Meltdown and Spectre
Published on January 6, 2018 by Paul Ciano
Over the past few days, there has been a flurry of news reporting on several, major CPU vulnerabilities. Here are some of the better stories I could find (in chronological order), as well as links to the official researchers and their papers:
The flaws have been named Meltdown and Spectre. Meltdown was independently discovered by three groups—researchers from the Technical University of Graz in Austria, German security firm Cerberus Security, and Google’s Project Zero. Spectre was discovered independently by Project Zero and independent researcher Paul Kocher.
At their heart, both attacks take advantage of the fact that processors execute instructions speculatively. All modern processors perform speculative execution to a greater or lesser extent; they’ll assume that, for example, a given condition will be true and execute instructions accordingly. If it later turns out that the condition was false, the speculatively executed instructions are discarded as if they had no effect.
However, while the discarded effects of this speculative execution don’t alter the outcome of a program, they do make changes to the lowest level architectural features of the processors. For example, speculative execution can load data into cache even if it turns out that the data should never have been loaded in the first place. The presence of the data in the cache can then be detected, because accessing it will be a little bit quicker than if it weren’t cached. Other data structures in the processor, such as the branch predictor, can also be probed and have their performance measured, which can similarly be used to reveal sensitive information.
For systems with Intel chips, the impact is quite severe, as potentially any kernel memory can be read by user programs. It’s this attack that the operating system patches are designed to fix. It works by removing the shared kernel mapping, an operating system design that has been a mainstay since the early 1990s due to the efficiency it provides. Without that shared mapping, there’s no way for user programs to provoke the speculative reads of kernel memory, and hence no way to leak kernel information. But it comes at a cost: it makes every single call into the kernel a bit slower, because each switch to the kernel now requires the kernel page to be reloaded.
The impact of this change will vary wildly depending on workload. Applications that are heavily dependent on user programs and which don’t call into the kernel often will see very little impact; games, for example, should see very little change. But applications that call into the operating system extensively, typically to perform disk or network operations, can see a much more substantial impact. In synthetic benchmarks that do nothing but make kernel calls, the difference can be substantial, dropping from five million kernel calls per second to two-to-three million.
Owners of AMD and ARM systems shouldn’t rest easy, though, and that’s thanks to Spectre. Spectre is a more general attack, based on a wider range of speculative execution features. The paper describes using speculation around, for example, array bounds checks and branches instructions to leak information, with proof-of-concept attacks being successful on AMD, ARM, and Intel systems. Spectre attacks can be used both to leak information from the kernel to user programs, but also from virtualization hypervisors to guest systems.

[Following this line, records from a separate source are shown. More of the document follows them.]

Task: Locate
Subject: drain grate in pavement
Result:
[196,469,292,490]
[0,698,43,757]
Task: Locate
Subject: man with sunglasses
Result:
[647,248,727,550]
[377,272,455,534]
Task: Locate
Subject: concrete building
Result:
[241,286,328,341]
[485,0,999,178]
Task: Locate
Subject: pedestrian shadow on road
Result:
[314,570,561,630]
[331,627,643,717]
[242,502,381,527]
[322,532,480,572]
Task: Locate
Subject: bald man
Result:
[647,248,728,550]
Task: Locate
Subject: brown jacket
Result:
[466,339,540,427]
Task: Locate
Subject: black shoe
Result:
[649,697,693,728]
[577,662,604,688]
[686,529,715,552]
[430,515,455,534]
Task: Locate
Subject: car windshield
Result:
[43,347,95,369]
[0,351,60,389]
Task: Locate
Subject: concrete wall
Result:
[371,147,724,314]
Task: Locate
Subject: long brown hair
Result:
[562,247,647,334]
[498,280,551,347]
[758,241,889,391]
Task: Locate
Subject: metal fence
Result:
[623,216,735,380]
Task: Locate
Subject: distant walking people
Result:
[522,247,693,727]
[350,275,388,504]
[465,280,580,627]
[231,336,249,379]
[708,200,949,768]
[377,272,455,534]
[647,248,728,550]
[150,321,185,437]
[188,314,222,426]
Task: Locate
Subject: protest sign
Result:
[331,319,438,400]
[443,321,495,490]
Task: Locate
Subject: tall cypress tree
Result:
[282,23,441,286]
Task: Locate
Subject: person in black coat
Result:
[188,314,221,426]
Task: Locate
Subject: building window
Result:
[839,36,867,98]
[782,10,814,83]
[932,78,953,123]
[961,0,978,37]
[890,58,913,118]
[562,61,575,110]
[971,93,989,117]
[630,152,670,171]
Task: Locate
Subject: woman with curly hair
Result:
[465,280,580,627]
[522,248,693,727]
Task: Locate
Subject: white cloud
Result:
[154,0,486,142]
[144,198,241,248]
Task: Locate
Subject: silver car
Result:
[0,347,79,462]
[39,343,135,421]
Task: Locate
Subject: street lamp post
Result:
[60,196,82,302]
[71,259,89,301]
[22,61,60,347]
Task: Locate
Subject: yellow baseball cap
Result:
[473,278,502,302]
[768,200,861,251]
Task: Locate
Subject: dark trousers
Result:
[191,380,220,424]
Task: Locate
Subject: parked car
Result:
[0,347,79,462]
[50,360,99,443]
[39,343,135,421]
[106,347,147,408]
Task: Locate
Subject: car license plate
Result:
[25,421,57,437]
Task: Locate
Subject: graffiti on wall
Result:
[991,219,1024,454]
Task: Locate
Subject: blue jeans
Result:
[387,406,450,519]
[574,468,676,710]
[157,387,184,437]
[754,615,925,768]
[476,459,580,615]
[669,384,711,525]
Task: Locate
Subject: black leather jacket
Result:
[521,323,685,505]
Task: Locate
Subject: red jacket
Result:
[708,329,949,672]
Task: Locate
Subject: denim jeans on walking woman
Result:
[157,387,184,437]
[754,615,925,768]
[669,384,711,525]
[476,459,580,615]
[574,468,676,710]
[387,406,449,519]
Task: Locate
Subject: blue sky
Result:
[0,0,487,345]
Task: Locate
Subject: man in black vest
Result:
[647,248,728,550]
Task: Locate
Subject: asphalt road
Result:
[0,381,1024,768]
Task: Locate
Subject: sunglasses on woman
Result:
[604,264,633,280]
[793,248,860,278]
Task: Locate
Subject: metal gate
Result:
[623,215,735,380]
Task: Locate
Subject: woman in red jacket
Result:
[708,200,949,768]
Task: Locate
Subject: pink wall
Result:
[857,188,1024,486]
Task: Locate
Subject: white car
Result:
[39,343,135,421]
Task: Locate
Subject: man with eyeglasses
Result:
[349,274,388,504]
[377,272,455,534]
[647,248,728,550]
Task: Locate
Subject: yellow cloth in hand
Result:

Moreover, Spectre doesn’t offer any straightforward solution. Speculation is essential to high-performance processors, and while there may be limited ways to block certain kinds of speculative execution, general techniques that will defend against any information leakage due to speculative execution aren’t known.
In the immediate term, it looks like most systems will shortly have patches for Meltdown. At least for Linux and Windows, these patches allow end-users to opt out if they would prefer. The most vulnerable users are probably cloud service providers; Meltdown and Spectre can both in principle be used to further attacks against hypervisors, making it easier for malicious users to break out of their virtual machines.
Longer term, we’d expect a future Intel architecture to offer some kind of a fix, either by avoiding speculation around this kind of problematic memory access or making the memory access permission checks faster so that this time interval between reading kernel memory, and checking that the process has permission to read kernel memory, is eliminated.
Rumors of an undisclosed CPU security issue have been circulating since before LWN first covered the kernel page-table isolation patch set in November 2017. Now, finally, the information is out — and the problem is even worse than had been expected.
All three disclosed vulnerabilities take advantage of the CPU’s speculative execution mechanism. In a simple view, a CPU is a deterministic machine executing a set of instructions in sequence in a predictable manner. Real-world CPUs are more complex, and that complexity has opened the door to some unpleasant attacks.
A CPU is typically working on the execution of multiple instructions at once, for performance reasons. Executing instructions in parallel allows the processor to keep more of its subunits busy at once, which speeds things up. But parallel execution is also driven by the slowness of access to main memory. A cache miss requiring a fetch from RAM can stall the execution of an instruction for hundreds of processor cycles, with a clear impact on performance. To minimize the amount of time it spends waiting for data, the CPU will, to the extent it can, execute instructions after the stalled one, essentially reordering the code in the program. That reordering is often invisible, but it occasionally leads to the sort of fun that caused Documentation/memory-barriers.txt to be written.
Out-of-order execution runs into a challenge whenever the code branches, though. The processor may not yet be able to tell which branch will be taken, so it doesn’t know where to go to execute ahead of the stalled instruction(s). The answer here is “branch prediction”. The processor will make a guess based on past experience with the branch in question and, possibly, explicit guidance from the code (the unlikely() directive used in kernel code, for example). Once the actual branch condition can be evaluated, the processor will determine whether it guessed right. If not, the “speculatively” executed instructions after the branch will be unwound, and everything will proceed as if they had never been run.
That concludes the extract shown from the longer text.